For every fix on the trajectory I calculated the average speed within the window of four neighboring points, similar to the moving window method of Laube & Purves (2011). The euclidean distance to the two points before and the two points after the fix was calculated and divided by the time difference between the fix and the two points before and after, respectively. Fixes where the speed calculation could not be completed because either the distance or the time between two points was 0, were regarded as static. On the Wiriehorn 05-18 tour, 80 points were labelled as static, and used for segmentation of the trajectory. They were located in places on the trajectory where little movement or a change in transport mode is plausible (e.g. at the bottom and the top of the cable car allmiried, somewhere in the middle of the downhill trail, at train stations in Solothurn). The segments were used to identify parts of the trajectory where Lisa was mountain biking. The relevant segments were selected based on visual assessment of the movement parameter profile (Dodge et al. 2009) of the average speed (Figure below). I assumed that Lisa went biking between 8:30 and 13:30, and that very short segments and segments with high velocities do not represent biking.

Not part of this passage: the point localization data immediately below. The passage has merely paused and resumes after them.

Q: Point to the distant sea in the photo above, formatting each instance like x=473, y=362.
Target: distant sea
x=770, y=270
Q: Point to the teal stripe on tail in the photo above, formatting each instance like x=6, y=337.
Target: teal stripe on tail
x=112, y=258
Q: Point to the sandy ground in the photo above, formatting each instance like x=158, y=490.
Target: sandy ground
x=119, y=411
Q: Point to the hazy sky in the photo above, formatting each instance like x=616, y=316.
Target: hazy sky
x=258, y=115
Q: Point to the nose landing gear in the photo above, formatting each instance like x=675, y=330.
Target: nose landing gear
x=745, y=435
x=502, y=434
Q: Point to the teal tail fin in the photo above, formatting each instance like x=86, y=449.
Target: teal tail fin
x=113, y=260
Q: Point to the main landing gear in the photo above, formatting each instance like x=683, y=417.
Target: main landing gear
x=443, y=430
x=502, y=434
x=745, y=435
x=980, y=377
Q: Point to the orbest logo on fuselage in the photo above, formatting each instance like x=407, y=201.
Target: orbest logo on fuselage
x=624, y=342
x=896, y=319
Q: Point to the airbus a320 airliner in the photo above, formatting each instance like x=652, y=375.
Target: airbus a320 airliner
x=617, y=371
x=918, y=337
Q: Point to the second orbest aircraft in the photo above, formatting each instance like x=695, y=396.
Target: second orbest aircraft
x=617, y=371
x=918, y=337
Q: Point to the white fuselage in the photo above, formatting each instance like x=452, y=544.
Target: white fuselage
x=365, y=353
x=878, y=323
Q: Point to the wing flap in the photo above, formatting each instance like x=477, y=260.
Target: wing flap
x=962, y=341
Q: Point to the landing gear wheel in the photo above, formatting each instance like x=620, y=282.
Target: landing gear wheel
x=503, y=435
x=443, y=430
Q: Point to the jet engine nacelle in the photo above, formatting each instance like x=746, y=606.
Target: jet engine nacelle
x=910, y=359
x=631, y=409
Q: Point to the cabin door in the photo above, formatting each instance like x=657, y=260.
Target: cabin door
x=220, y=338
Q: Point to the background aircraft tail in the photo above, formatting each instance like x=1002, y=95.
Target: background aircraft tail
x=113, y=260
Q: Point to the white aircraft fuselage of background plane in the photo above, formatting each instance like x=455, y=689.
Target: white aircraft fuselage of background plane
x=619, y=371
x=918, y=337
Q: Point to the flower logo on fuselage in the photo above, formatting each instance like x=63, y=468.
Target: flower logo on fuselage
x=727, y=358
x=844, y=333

However, the selected segments included the movement of the cable car Lisa took to get uphill to the trail start. To isolate the cable car and determine the relevant speed range for mounainbiking, the average speed distribution of the selected segments was calculated. The speed values that best characterized the movement of mountain biking were identified through a process of testing.
The MOPUBE dataset showed 22 ground cover types (see figure below). Knowing about the preference for natural contexts for mountain biking (Zajc & Berzelak, 2016) I assume that Lisa rode on vegetated and/or natural groundcovers. Thus, every groundcover type seems suitable except for “Abbau, Deponie”, Bahn”, “Gebäude”, “Strasse, Weg”, “Trottoir”, “übrige befestigte” and “Verkehrsinsel”. We could argue that water bodies are not suitable as well, but depending on their size it is not impossible to cross such features when biking.